Many people confuse the terms "deep web" and "dark web" and use them interchangeably; however, they are each distinct. Content on the dark web is intentionally hidden for one reason or another, while content on the deep web is merely inaccessible.
Deep web content is rarely as nefarious as it sounds. To locate information on the deep web, a user needs to execute a search query or enter the exact URL of the online resources in the web browser address bar.
For example, when accessing your account on social media platforms or checking your online banking account, you are accessing deep web content.
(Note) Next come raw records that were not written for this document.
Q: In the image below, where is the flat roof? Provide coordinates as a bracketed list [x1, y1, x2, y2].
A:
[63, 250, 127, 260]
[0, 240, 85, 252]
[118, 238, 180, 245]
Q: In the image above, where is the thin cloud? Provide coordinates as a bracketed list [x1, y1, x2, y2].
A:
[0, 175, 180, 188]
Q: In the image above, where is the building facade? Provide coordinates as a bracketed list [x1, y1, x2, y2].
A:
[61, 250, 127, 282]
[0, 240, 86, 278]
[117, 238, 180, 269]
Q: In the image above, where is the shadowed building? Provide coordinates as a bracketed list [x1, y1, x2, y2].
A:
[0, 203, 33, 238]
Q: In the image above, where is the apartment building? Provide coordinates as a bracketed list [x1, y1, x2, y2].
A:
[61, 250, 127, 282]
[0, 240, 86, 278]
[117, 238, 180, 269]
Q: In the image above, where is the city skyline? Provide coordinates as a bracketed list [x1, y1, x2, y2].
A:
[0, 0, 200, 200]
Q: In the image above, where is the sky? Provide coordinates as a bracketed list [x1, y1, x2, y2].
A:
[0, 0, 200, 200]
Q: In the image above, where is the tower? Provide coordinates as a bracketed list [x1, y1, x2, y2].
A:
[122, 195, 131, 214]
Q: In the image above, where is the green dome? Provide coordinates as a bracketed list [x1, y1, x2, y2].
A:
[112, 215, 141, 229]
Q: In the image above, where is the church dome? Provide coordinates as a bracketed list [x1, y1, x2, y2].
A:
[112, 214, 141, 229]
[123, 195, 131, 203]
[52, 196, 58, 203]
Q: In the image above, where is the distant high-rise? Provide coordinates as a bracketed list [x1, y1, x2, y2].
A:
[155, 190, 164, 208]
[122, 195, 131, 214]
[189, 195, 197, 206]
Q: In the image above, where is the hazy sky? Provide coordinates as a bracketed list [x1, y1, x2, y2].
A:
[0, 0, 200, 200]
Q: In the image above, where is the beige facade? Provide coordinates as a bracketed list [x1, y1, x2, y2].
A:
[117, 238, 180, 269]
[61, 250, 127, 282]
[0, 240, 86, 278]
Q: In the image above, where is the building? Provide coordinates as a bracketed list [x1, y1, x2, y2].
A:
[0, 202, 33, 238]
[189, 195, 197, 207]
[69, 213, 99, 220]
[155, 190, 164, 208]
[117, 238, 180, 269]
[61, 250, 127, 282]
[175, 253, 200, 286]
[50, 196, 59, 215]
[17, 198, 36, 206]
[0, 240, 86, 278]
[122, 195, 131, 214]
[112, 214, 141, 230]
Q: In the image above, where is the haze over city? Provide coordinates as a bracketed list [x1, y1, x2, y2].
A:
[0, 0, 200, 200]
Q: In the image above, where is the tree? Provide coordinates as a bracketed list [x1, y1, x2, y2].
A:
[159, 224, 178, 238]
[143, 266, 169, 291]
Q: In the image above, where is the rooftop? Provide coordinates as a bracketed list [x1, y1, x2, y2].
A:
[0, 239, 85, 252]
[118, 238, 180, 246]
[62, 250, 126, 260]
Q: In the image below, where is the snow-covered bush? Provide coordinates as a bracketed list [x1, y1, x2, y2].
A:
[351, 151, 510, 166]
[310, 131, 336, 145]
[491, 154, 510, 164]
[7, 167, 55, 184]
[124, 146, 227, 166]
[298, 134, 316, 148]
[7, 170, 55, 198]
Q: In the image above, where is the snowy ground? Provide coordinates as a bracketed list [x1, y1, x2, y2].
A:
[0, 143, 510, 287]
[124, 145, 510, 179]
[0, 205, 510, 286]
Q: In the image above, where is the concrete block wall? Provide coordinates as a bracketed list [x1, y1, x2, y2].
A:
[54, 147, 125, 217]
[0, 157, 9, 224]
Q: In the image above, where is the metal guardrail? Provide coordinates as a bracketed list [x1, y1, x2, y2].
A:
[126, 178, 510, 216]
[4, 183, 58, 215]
In addition, deep web contents include all the following:
- Website residing behind a paywall: media websites providing premium streaming services, such as Netflix, and commercial magazines that require a user's payment to access it, such as Janes magazine
- Grey information: includes academic papers, preprints, proceedings, conference and discussion papers, research reports, unpublished research papers, marketing reports, newsletters, technical specifications and standards, dissertations, theses, trade publications, memoranda, government reports, documents not published commercially, translations, newsletters, market surveys, or a draft version of books and articles
- Government databases: includes vital records (birth, marriage and death records), criminal and court records, property and tax records, voter election databases and immigration and customs records
- Private or closed online communities: includes discussion forums and closed Telegram groups
- Email services: includes Gmail and Outlook as well as messages on internet messaging and collaboration apps like Slack or Discord
- Cloud storage accounts: requires a login and private intranet
- Leaked information websites: for example, those which are specialized in storing leaked information, such as Pastebin and some file-sharing websites
- Any content that has been labeled not to be indexed by search engine crawlers by a developer using a site's robots.txt file
Like the surface web, deep web content does not require using any software program or particular configuration to access it. We can access its contents using web browsers over HTTP/HTTPS.
When searching within a website holding deep web content, a user typically uses its internal "search form" functionality to execute direct queries to find information buried in its database. Below are some popular deep websites and the type of information we can expect to find by searching them.
- Wayback Machine: use this service to find historical ( or previous) versions of websites
- Academia: contains 47 million PDF files in different research areas
- OpenCorporates: search more than 222 million company records worldwide
- Genealogy Bank: search genealogy records found in Newspapers
- MarineTraffic: tracks ships and maritime intelligence
- ASM: tracks trains across the U.S.
- Shodan: Internet of Things (IoT) search engine
- Annual reports: search 131,771 annual reports from 9,669 global companies
- Google Scholar: search for scholarly literature
- European Patent Office: search patents filed in Europe
- Google advanced patent search: search filed patents
Theoretically, all internet users access deep web content as a part of their daily internet usage routine. For instance, checking your email or accessing your social media account on Facebook, Twitter, or LinkedIn gives you access to deep web content.
The dark web
The dark web, or the darknet, is only a small segment of the internet that requires using specific software to access it. It is estimated that the darknet constitutes less than 1% of the entire web. Content on the darknet is explicitly hidden, and it is most often associated with contraband and illegal content.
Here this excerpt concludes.